I always wondered why there isn't more epidural anesthesia using in the immediate post op period in the US compared to other countries. That's my impression from the testimonials but I am not sure that is true. This study suggests they should be more.

Effects of Continuous Epidural Anesthesia and Postoperative Epidural Analgesia on Pain Management and Stress Response in Patients Undergoing Major Spinal Surgery

Ezhevskaya, Anna A.; Mlyavykh, Sergey G.; Anderson, D. Greg

Spine. 38(15):1324-1330, July 01, 2013.


Study Design. A prospective, randomized study was used to compare 2 anesthesia/analgesia methods for reconstructive spine surgery.

Objective. To assess the efficacy and influence of 2 anesthetic methods on clinical outcome and stress response during reconstructive spine surgery.

Summary of Background Data. Pain control is an important goal of the postoperative care after spinal surgery. Some prior studies have suggested that epidural anesthesia with or without postoperative epidural analgesia may blunt the surgical stress response after major surgery. This treatment approach has not been fully investigated for patients undergoing major spinal surgery.
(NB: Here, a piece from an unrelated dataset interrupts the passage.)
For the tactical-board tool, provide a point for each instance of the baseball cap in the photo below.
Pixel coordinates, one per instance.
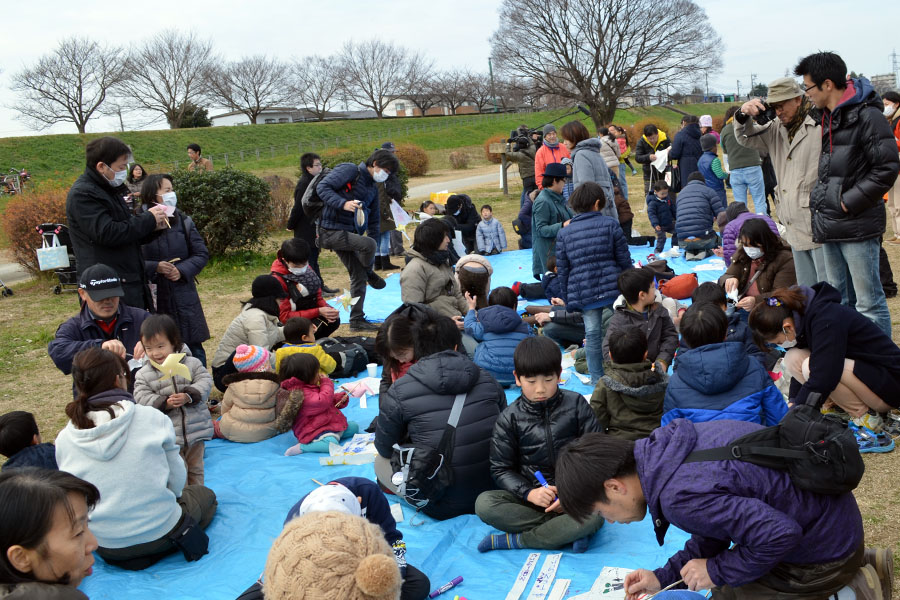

We hypothesized that the stress response after major spine surgery would be attenuated by continuous epidural anesthesia/analgesia with ropivacaine, fentanyl, and epinephrine.

Methods. Eighty-five patients were randomly allocated to 2 groups as follows: group E (n = 45) had epidural anesthesia and endotracheal anesthesia with sevoflurane during surgery and continuous epidural analgesia with ropivacaine, fentanyl, and epinephrine after surgery; group G (n = 40) had general anesthesia with sevoflurane and fentanyl and systemically administered opioids after surgery. Patient pain, nausea, mobility, and satisfaction were measured after surgery along with levels of cortisol, glucose, interleukin (IL)-1β, IL-6, and IL-10 during and after surgery.

Results. In group E, there were significantly less pain, less nausea, earlier mobility, and higher satisfaction than those in group G. Group E also experienced significantly less introperative and postoperative blood loss. Group E demonstrated lower levels of glucose, cortisol, IL-1β, IL-6, and IL-10 during the postoperative period.

Conclusion. Combined epidural/general anesthesia and postoperative epidural analgesia produced better pain control, less bleeding, and a lower surgical stress response than general anesthesia with postoperative systemically administered narcotic analgesia. This technique deserves further study in the setting of major spinal surgery.